From 1650 to 1860, the U.S and Canada were the dumping grounds for 4.4 percent of the West Africans. Today, it continues to be the soil still stained with our blood. And the Black child is tired of the continued condoning of her death.
At UNC, Black academics — Real Silent Sam Coalition, the National Pan-Hellenic Council, Black Student Movement and others — have come together to demand, under the hashtag #WeDemandUNC that the legacies of normalizing Black death, invisiblizing Black pain and promoting Black exploitation come to an end.
Outside of the sneering and empty-handed critique, there has also been pushback in the realm of pragmatism, with students asking: are the demands practical?
First, let it be understood that the world is an imagined space. That nothing of progress happens accepting the rules of this limited social imaginary. What’s more, this social imaginary — cisheteropatriarchal capitalism — is in total opposition to the Black body. We must interrogate then what, to the Black child, is pragmatism and what is its utility? Pragmatism is a device used to plant fear of and sprout allegiance to an oppressive system, all the while suffocating the Black imagination.
This being said, the reclamation of ourselves — our dynamic imaginations, our unity as African kin-folk within and outside the diaspora — is the only way about our liberation.

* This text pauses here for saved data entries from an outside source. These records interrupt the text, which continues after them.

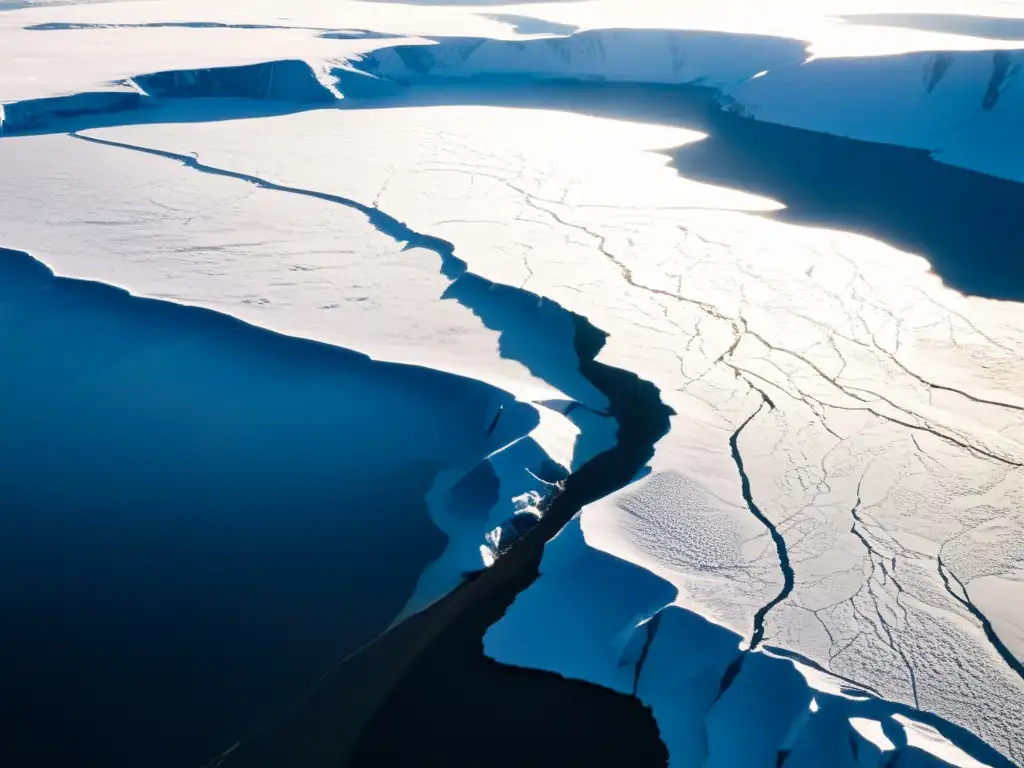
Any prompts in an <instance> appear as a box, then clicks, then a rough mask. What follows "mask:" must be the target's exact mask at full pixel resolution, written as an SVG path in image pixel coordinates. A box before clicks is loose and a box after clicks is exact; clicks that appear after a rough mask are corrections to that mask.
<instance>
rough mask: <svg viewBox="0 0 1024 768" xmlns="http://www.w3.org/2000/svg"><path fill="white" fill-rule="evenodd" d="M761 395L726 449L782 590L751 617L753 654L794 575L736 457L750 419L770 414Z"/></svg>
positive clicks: (789, 586) (793, 577)
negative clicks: (778, 576)
mask: <svg viewBox="0 0 1024 768" xmlns="http://www.w3.org/2000/svg"><path fill="white" fill-rule="evenodd" d="M758 391H759V392H760V394H761V398H762V399H761V404H760V406H758V410H757V411H755V412H754V413H753V414H751V415H750V416H749V417H748V418H746V421H744V422H743V423H742V424H740V425H739V427H738V428H737V429H736V431H735V432H733V433H732V436H731V437H730V438H729V446H730V449H731V450H732V460H733V461H734V462H735V464H736V469H737V470H738V472H739V483H740V489H741V492H742V495H743V500H744V501H745V502H746V508H748V509H749V510H750V511H751V514H753V515H754V516H755V517H756V518H758V520H759V521H760V522H761V524H762V525H764V526H765V527H766V528H767V529H768V534H769V535H770V536H771V540H772V542H774V544H775V552H776V554H777V555H778V565H779V569H780V570H781V571H782V589H781V590H779V592H778V594H777V595H775V597H773V598H772V599H771V600H770V601H769V602H767V603H765V604H764V605H762V606H761V607H760V608H759V609H758V612H757V613H755V614H754V631H753V633H752V634H751V645H750V649H751V650H754V649H755V648H757V647H758V646H759V645H760V644H761V641H762V640H764V635H765V618H766V617H767V616H768V613H769V611H771V609H772V608H774V607H775V606H776V605H778V604H779V603H780V602H782V601H783V600H785V598H786V597H788V596H790V593H791V592H793V588H794V581H795V577H794V572H793V566H792V565H791V564H790V552H788V550H787V549H786V546H785V540H784V539H783V538H782V535H781V534H780V532H779V530H778V528H777V527H776V526H775V524H774V523H773V522H772V521H771V520H769V519H768V517H767V516H766V515H765V514H764V512H762V511H761V509H760V508H759V507H758V505H757V503H756V502H755V501H754V495H753V494H752V492H751V480H750V478H749V477H748V476H746V471H745V470H744V469H743V458H742V456H741V455H740V453H739V435H740V434H741V433H742V431H743V430H744V429H745V428H746V427H748V425H750V423H751V422H752V421H754V419H756V418H757V417H758V415H759V414H760V413H761V412H762V411H763V410H764V408H765V406H767V407H768V410H769V411H774V410H775V406H774V403H773V402H772V401H771V400H770V399H769V398H768V396H767V395H766V394H765V393H764V392H761V391H760V390H758Z"/></svg>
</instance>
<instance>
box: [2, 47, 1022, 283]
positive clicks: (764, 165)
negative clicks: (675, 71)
mask: <svg viewBox="0 0 1024 768" xmlns="http://www.w3.org/2000/svg"><path fill="white" fill-rule="evenodd" d="M635 34H636V35H638V36H639V37H638V38H637V39H638V40H640V39H643V36H644V35H648V36H649V35H652V34H653V33H651V32H650V31H636V33H635ZM687 34H688V35H689V36H691V37H692V36H694V35H695V34H696V33H687ZM663 35H664V33H663ZM720 38H721V39H722V44H725V43H726V42H728V41H730V40H731V41H732V42H731V44H732V45H736V46H737V49H742V48H743V46H744V45H754V46H757V45H767V46H768V47H767V49H766V50H768V51H769V52H771V55H772V56H776V57H782V58H785V57H787V56H790V55H792V54H794V53H795V52H796V51H797V50H802V44H801V43H798V42H796V41H784V40H768V41H766V39H763V38H759V37H757V36H735V35H733V36H727V35H718V36H717V37H714V40H719V39H720ZM746 38H750V40H749V41H748V42H743V40H745V39H746ZM571 39H572V38H568V39H566V40H571ZM651 39H653V38H651ZM694 39H696V40H700V39H703V38H700V37H696V38H694ZM709 39H711V38H709ZM556 42H558V43H562V42H563V41H562V40H556ZM446 44H452V45H458V46H461V47H460V50H471V49H472V46H469V48H466V42H465V41H460V42H458V43H455V42H451V41H450V43H445V42H444V41H440V43H439V45H438V46H435V47H434V48H432V49H431V50H434V49H436V48H443V47H444V45H446ZM550 44H551V41H550V40H537V41H517V42H510V43H502V42H500V41H492V42H490V43H489V44H488V45H490V46H492V47H494V46H496V45H508V46H511V47H510V55H513V54H515V55H519V53H517V52H521V51H523V50H528V49H529V47H530V46H535V45H550ZM513 47H514V49H515V50H512V48H513ZM790 48H793V50H792V51H791V50H790ZM403 50H411V48H410V46H398V47H397V48H394V49H384V51H379V52H377V53H375V54H374V56H381V55H385V54H387V53H388V51H398V52H399V53H400V52H401V51H403ZM417 50H421V49H420V48H417ZM421 52H422V51H421ZM374 56H370V57H368V58H366V59H364V60H362V61H360V62H359V65H358V66H359V67H360V68H362V69H365V70H366V71H367V75H360V74H358V73H352V72H342V71H339V72H337V73H336V74H338V75H339V77H340V78H341V81H340V83H339V87H340V88H341V90H342V92H345V93H349V97H348V98H345V99H343V100H342V101H340V102H339V101H335V100H334V99H333V96H331V95H330V94H329V92H328V91H326V90H324V88H323V85H322V84H321V83H319V82H318V81H317V80H316V77H315V74H314V73H313V72H312V71H311V70H310V69H309V68H308V66H307V65H305V63H303V62H300V61H279V62H272V63H267V65H257V66H252V67H243V68H223V69H220V70H202V71H188V72H185V73H159V74H156V75H147V76H140V78H138V81H139V83H141V84H143V87H145V88H146V90H147V92H150V91H153V92H154V93H155V94H156V95H157V96H158V97H159V98H155V99H147V97H141V96H138V95H137V94H124V93H122V94H81V96H73V97H70V98H72V99H74V98H86V97H89V96H93V95H95V96H98V97H101V101H102V102H101V103H100V104H99V109H98V112H97V113H96V114H86V113H87V112H88V111H89V109H91V105H90V104H88V103H84V104H82V103H75V104H72V105H70V106H69V105H68V104H63V105H61V106H59V109H56V110H55V111H54V108H53V104H49V103H46V104H43V108H45V109H41V110H40V108H39V106H38V105H36V106H31V105H27V106H23V108H22V109H23V110H24V111H25V115H24V116H23V117H22V121H23V124H24V125H25V126H26V129H27V130H30V131H31V130H38V131H39V132H53V131H57V130H62V131H68V130H83V129H87V128H94V127H103V126H110V125H118V124H126V123H131V124H138V123H143V122H178V121H188V122H193V121H209V120H225V119H236V118H243V117H260V116H268V115H282V114H289V113H294V112H299V111H303V110H309V109H319V108H324V106H330V108H332V109H344V110H352V109H355V110H366V109H391V110H394V109H401V108H406V106H424V105H436V104H493V105H501V106H514V108H528V109H552V110H561V111H570V112H578V113H582V114H589V115H596V116H603V117H611V118H616V119H624V120H634V121H637V120H639V121H645V122H658V123H665V124H668V125H679V126H684V127H687V128H693V129H697V130H701V131H706V132H708V133H709V134H710V136H709V138H708V139H706V140H703V141H700V142H697V143H694V144H690V145H688V146H686V147H683V148H682V150H680V151H679V152H678V153H676V154H675V156H674V157H675V162H676V165H677V167H678V168H679V170H680V172H681V173H682V174H684V175H686V176H687V177H691V178H694V179H698V180H701V181H707V182H711V183H717V184H722V185H726V186H731V187H735V188H738V189H742V190H746V191H754V193H758V194H761V195H765V196H767V197H770V198H772V199H774V200H778V201H779V202H781V203H783V204H784V205H785V206H786V209H785V210H784V211H781V212H779V213H776V214H772V215H774V216H776V217H778V218H780V219H782V220H785V221H788V222H792V223H796V224H806V225H812V226H827V227H834V228H840V229H847V230H852V231H857V232H861V233H864V234H868V236H871V237H874V238H878V239H880V240H883V241H886V242H887V243H889V244H891V245H893V246H895V247H897V248H901V249H904V250H908V251H911V252H914V253H918V254H920V255H922V256H924V257H925V258H926V259H928V260H929V262H930V263H931V264H932V267H933V269H934V270H935V271H936V272H937V273H938V274H939V275H940V276H941V278H942V279H943V281H944V282H945V283H946V284H947V285H949V286H950V287H952V288H954V289H956V290H958V291H962V292H964V293H968V294H973V295H978V296H984V297H988V298H994V299H1008V300H1021V299H1024V260H1022V259H1020V258H1018V256H1017V254H1019V253H1020V252H1022V250H1024V228H1021V227H1019V226H1017V225H1016V224H1015V220H1016V219H1015V215H1016V212H1017V211H1020V210H1024V184H1019V183H1016V182H1013V181H1008V180H1004V179H998V178H995V177H993V176H988V175H985V174H981V173H976V172H973V171H970V170H965V169H962V168H956V167H954V166H949V165H945V164H942V163H938V162H936V161H935V160H933V159H932V158H931V157H929V155H928V154H927V153H926V152H923V151H918V150H909V148H905V147H898V146H892V145H886V144H876V143H870V142H864V141H857V140H854V139H848V138H843V137H839V136H831V135H828V134H822V133H815V132H813V131H807V130H802V129H798V128H790V127H785V126H779V125H774V124H770V123H763V122H758V121H754V120H750V119H745V118H742V117H740V116H738V115H735V114H730V113H727V112H725V113H724V112H722V110H721V104H720V103H719V94H718V93H717V91H715V90H713V89H710V88H703V87H700V86H693V85H689V86H665V85H650V84H630V83H607V82H593V81H591V82H580V81H566V80H547V79H540V78H537V77H531V76H528V75H506V76H481V77H476V78H471V79H460V80H452V79H449V80H445V79H444V78H442V77H438V76H437V75H435V74H431V73H432V70H431V69H430V68H431V67H432V65H431V62H432V61H434V60H435V59H436V54H433V53H431V56H430V58H429V60H427V61H421V60H420V58H416V60H415V61H414V62H413V63H414V65H416V71H415V72H414V71H410V75H411V78H412V79H410V80H400V79H399V80H395V79H393V78H392V79H387V78H384V79H381V78H378V77H375V76H373V75H374V73H375V72H377V71H378V70H379V63H378V61H377V59H376V58H374ZM407 57H408V56H407ZM513 60H515V59H514V58H513ZM424 68H426V69H424ZM421 69H422V70H423V72H420V71H419V70H421ZM256 96H259V97H258V98H257V97H256ZM291 97H294V99H295V100H288V99H289V98H291ZM103 99H105V100H114V101H115V102H116V103H115V105H114V106H113V108H112V106H111V105H110V104H108V103H105V101H103ZM133 99H134V102H133ZM151 101H152V103H153V105H154V109H138V106H139V105H140V104H141V105H145V104H147V103H151ZM122 102H124V103H122ZM136 102H137V103H136ZM16 106H17V105H16V104H15V105H13V106H11V105H8V108H7V110H8V120H7V122H8V130H9V129H10V126H11V125H13V126H15V127H16V125H17V120H18V117H17V112H16V110H15V109H14V108H16ZM112 109H116V110H121V109H128V110H131V111H129V112H126V113H123V114H120V115H111V114H106V112H108V111H109V110H112ZM54 114H56V115H58V116H59V117H58V118H55V117H54Z"/></svg>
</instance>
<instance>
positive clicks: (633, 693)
mask: <svg viewBox="0 0 1024 768" xmlns="http://www.w3.org/2000/svg"><path fill="white" fill-rule="evenodd" d="M660 624H662V611H658V612H657V613H655V614H654V615H652V616H651V617H650V621H648V622H647V624H645V625H644V631H645V632H646V637H645V638H644V643H643V650H641V651H640V657H639V658H638V659H637V663H636V666H635V667H634V669H633V695H634V696H635V695H637V691H638V690H639V688H640V675H641V674H643V666H644V664H645V663H646V662H647V654H648V653H649V652H650V645H651V643H653V642H654V636H655V635H656V634H657V628H658V626H659V625H660Z"/></svg>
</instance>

Secondly, we are the survivors. As Africans stolen across whole oceans, swallowed small into forced slavery and cut off from native tongue, native country and native peoples, we must not forget those who came before us. That in this euphemistic “translatlantic slave trade,” millions of our ancestors died. Died in castles. Died in the ocean. Died on plantations. But we have our lives.
This is a living history. Slavery to the Black person is a contemporary, and daily, social death labeled with a different name, stamped with a different date, acted by different players. Not only must we remember the sacrifices of our ancestors, but our ancestors continue to live within us —calling, pleading, whispering, singing, offering. And we cannot ignore their stirring.